All but one member of the 11-member, city-appointed commission voiced support for the project headed by Mehment Bayraktar, Flagstone chairman and chief executive officer, Sherwood Weiser, chairman of Miami-based Continental Companies , and Eric R. Kuhne of Miami-based Eric R. Kuhne & Associates. One commission member abstained from the vote.
The recommendation now faces an administrative review by City Manager Carlos Gimenez, who must submit his preferences in writing and forward them to the Miami City Commission for review at a Sept. 17 meeting.
If the commission adopts the recommendation at that meeting, the proposal will be scheduled as a public referendum item at the Nov. 6 general election.
Sources who witnessed the review process last week tell GlobeSt.com the commission favored the Flagstone proposal because of its financial return to the city.

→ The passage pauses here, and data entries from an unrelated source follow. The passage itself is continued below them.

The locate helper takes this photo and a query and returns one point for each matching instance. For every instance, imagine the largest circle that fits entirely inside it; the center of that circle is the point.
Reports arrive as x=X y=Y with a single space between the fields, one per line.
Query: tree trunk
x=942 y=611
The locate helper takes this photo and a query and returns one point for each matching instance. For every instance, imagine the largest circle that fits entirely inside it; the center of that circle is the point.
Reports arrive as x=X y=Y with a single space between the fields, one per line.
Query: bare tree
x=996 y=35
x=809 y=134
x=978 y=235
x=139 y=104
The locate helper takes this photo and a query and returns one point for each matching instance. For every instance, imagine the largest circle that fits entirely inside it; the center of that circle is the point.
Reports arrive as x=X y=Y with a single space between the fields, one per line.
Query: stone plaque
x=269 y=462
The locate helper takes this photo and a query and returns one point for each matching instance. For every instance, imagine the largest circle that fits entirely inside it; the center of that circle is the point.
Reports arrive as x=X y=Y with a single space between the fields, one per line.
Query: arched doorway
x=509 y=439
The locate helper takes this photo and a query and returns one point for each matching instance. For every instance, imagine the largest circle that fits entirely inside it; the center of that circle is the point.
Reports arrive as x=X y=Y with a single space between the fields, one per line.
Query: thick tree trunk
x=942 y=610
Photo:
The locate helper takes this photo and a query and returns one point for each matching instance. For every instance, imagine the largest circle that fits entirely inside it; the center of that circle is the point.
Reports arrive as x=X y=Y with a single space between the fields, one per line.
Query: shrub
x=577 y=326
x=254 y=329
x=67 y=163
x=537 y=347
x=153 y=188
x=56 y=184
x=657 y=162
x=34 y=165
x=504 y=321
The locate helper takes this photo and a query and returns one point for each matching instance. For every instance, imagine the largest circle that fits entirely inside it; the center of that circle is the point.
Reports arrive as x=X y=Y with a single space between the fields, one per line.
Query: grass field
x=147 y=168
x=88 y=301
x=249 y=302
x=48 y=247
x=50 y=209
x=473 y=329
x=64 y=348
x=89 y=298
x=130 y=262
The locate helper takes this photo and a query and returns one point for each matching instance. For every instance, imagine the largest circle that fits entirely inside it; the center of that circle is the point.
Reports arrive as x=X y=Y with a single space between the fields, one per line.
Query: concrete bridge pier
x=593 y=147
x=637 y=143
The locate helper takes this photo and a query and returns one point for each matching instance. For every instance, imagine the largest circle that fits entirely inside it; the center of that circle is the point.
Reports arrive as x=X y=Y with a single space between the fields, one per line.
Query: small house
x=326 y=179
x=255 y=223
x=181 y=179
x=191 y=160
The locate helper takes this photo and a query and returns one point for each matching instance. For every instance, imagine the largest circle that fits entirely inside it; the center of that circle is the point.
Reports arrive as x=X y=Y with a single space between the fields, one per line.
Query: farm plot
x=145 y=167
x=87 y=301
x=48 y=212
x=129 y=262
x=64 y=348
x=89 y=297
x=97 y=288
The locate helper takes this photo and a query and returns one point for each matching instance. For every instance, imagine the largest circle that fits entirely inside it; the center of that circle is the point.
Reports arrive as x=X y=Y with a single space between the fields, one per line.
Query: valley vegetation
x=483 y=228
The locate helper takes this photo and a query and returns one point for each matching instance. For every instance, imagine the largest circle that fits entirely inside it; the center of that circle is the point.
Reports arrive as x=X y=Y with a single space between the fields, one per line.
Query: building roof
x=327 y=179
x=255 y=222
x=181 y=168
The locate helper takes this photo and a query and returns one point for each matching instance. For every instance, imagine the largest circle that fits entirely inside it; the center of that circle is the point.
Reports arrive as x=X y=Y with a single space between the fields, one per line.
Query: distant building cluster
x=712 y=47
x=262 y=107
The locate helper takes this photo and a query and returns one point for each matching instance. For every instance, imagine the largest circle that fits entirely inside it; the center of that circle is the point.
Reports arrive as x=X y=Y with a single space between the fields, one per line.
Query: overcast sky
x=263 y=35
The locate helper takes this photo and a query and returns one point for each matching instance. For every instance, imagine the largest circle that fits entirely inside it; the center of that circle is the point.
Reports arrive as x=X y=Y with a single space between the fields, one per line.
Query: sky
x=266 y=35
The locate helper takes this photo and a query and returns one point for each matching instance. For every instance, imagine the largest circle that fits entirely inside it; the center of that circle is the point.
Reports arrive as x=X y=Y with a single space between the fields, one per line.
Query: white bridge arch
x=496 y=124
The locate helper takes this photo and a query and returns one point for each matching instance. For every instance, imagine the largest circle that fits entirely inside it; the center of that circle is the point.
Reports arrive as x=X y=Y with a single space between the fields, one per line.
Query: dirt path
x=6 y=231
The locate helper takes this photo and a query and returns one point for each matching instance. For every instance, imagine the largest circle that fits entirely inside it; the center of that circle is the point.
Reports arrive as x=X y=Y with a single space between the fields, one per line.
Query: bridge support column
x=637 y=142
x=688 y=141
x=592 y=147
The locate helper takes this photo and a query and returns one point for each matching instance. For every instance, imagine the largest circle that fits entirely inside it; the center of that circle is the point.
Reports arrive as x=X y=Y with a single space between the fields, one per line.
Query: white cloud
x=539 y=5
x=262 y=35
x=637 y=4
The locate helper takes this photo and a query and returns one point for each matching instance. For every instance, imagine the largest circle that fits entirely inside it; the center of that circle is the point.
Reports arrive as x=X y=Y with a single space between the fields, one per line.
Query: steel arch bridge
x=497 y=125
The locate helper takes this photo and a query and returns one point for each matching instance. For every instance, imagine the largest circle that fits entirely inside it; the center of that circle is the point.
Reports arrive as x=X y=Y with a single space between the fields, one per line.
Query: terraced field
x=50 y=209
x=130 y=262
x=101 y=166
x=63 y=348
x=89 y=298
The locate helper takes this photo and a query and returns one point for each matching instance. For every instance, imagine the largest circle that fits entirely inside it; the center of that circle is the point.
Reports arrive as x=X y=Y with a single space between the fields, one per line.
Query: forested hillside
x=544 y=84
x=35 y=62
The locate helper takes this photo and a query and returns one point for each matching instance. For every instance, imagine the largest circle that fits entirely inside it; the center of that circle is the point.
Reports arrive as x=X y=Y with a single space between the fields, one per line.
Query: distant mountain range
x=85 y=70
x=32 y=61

The Flagstone group proposes the development of a 48-slip, five-gold star Anchor Facility; a 175-unit Wave Hotel operated by Conrad Hotels, with 50 time-share licensed suites; a 250-room Lighthouse Hotel operated by the Regent Group, with 50 time-share licensed suites; 84,012-sf of restaurant space; and a 10,629-sf open air fish market.
During the construction phase, Flagstone proposes annual rents of $1 million on a site that covers 1,100 linear feet of bay frontage, 10.8 acres of property 13.4 acres of submerged land.

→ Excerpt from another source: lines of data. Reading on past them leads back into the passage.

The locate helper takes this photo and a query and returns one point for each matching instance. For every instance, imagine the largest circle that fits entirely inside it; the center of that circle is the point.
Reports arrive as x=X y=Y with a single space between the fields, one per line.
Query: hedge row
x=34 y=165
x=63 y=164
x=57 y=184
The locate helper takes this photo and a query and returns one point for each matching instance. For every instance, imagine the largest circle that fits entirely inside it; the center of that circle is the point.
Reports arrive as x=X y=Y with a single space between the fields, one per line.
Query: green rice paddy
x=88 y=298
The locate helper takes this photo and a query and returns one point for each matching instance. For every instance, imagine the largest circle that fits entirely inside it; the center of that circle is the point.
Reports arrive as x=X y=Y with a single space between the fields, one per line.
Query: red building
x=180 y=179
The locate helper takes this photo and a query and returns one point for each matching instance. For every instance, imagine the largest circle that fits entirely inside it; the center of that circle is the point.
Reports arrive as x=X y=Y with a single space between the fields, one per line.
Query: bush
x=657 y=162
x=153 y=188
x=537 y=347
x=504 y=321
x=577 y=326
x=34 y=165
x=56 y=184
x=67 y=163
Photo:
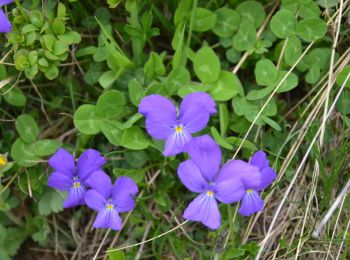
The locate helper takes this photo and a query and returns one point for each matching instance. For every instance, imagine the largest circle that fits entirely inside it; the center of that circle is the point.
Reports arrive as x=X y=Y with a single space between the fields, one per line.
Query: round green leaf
x=86 y=120
x=136 y=92
x=227 y=22
x=226 y=87
x=311 y=29
x=289 y=83
x=313 y=75
x=309 y=10
x=110 y=104
x=27 y=128
x=46 y=147
x=15 y=97
x=283 y=23
x=177 y=78
x=292 y=50
x=265 y=72
x=343 y=103
x=204 y=20
x=343 y=74
x=23 y=153
x=245 y=38
x=206 y=65
x=133 y=138
x=252 y=11
x=112 y=131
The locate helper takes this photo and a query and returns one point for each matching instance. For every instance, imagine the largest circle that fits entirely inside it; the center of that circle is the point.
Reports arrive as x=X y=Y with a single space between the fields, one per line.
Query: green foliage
x=73 y=73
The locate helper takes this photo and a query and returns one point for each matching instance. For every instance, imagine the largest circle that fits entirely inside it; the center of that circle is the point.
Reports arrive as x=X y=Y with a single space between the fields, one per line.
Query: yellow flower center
x=3 y=161
x=110 y=206
x=210 y=193
x=178 y=129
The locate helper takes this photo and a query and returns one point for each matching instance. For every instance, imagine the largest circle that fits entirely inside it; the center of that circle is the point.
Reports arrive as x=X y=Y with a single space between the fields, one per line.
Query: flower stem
x=19 y=6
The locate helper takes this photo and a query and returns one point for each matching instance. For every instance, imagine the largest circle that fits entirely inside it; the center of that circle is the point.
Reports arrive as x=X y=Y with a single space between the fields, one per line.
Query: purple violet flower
x=164 y=122
x=251 y=200
x=72 y=179
x=110 y=200
x=5 y=25
x=201 y=174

Once fully developed, however, the development group is proposing annual rents of $2 million with annual increases of 3% or a prevailing factor based on the Consumer Price Index. After three years of operation, the development team would pay the city 1% of all gross revenue and 2.5% of fractional license unit sales.
In comparison, two other project proposals offered considerably less. Hollywood, FL-based Swerdlow Marine Partners offered annual rents of $200,000, with 10% annual increases in the base rent. As for revenue, the development team offered the city 20% of annual base tenant rents.
Miami-based Watson Island Partners offered rents of $250,000 for the first 3 years and $500,000, with 3.5% annual increases, as a base rent. As for revenue, the development team offered the city 1% fractional license unit sales, 1% from resort operations and 1% from marina operations.